By applying the logic of the “sublime” from an earlier era to the nuclear sublime Ferguson reveals that the disarmament advocate’s justification for eliminating nuclear weapons fails to identify or cope with that which gives rise to the desire for the sublime: to escape the claustrophobia of the everyday by existing in the presence of something greater than the self. The sublime is “the thing that is bigger than any individual, and specifically bigger in terms of being more powerful and, usually, more threatening.” From this perspective, the logic of the nuclear sublime as collective immolation is the expression of freedom in its negative sense: “the outcome of the subject’s search for self-determination is not the achievement of absolute freedom in a positive form but rather the achievement of a freedom from the conditions of existence by means of one’s nonexistence.” We are free to destroy ourselves.
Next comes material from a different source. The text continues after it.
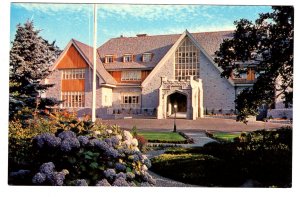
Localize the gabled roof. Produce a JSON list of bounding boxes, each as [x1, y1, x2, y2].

If the crush of the demands of others becomes too much, we are free to escape those pressures through death.

Ferguson’s writing style is so rich and pregnant with possibility itself, that it feels practically impossible to reduce her argument to a single conclusion. Each time I try, it seems like I have left the most important part out. However, what I take to be the lesson for the project of nuclear philosophy is that there is a tension between the sublime and the beautiful: “while the sublime courts the feeling of overextension as a version of individual freedom, the social world of the beautiful recoils at the way the notion of individual freedom seems stretched too thin to accommodates its various claimants.” She brings an awareness of the way that tension recurs in the nuclear debate and points us in a new direction. Rather than advocating disarmament in the name of the unborn or the fear of future destruction, Ferguson points us, instead, toward the notion that tackling nuclear disarmament is also about finding a way to live with the claustrophobia and beauty of daily life, which is different kind of imperative.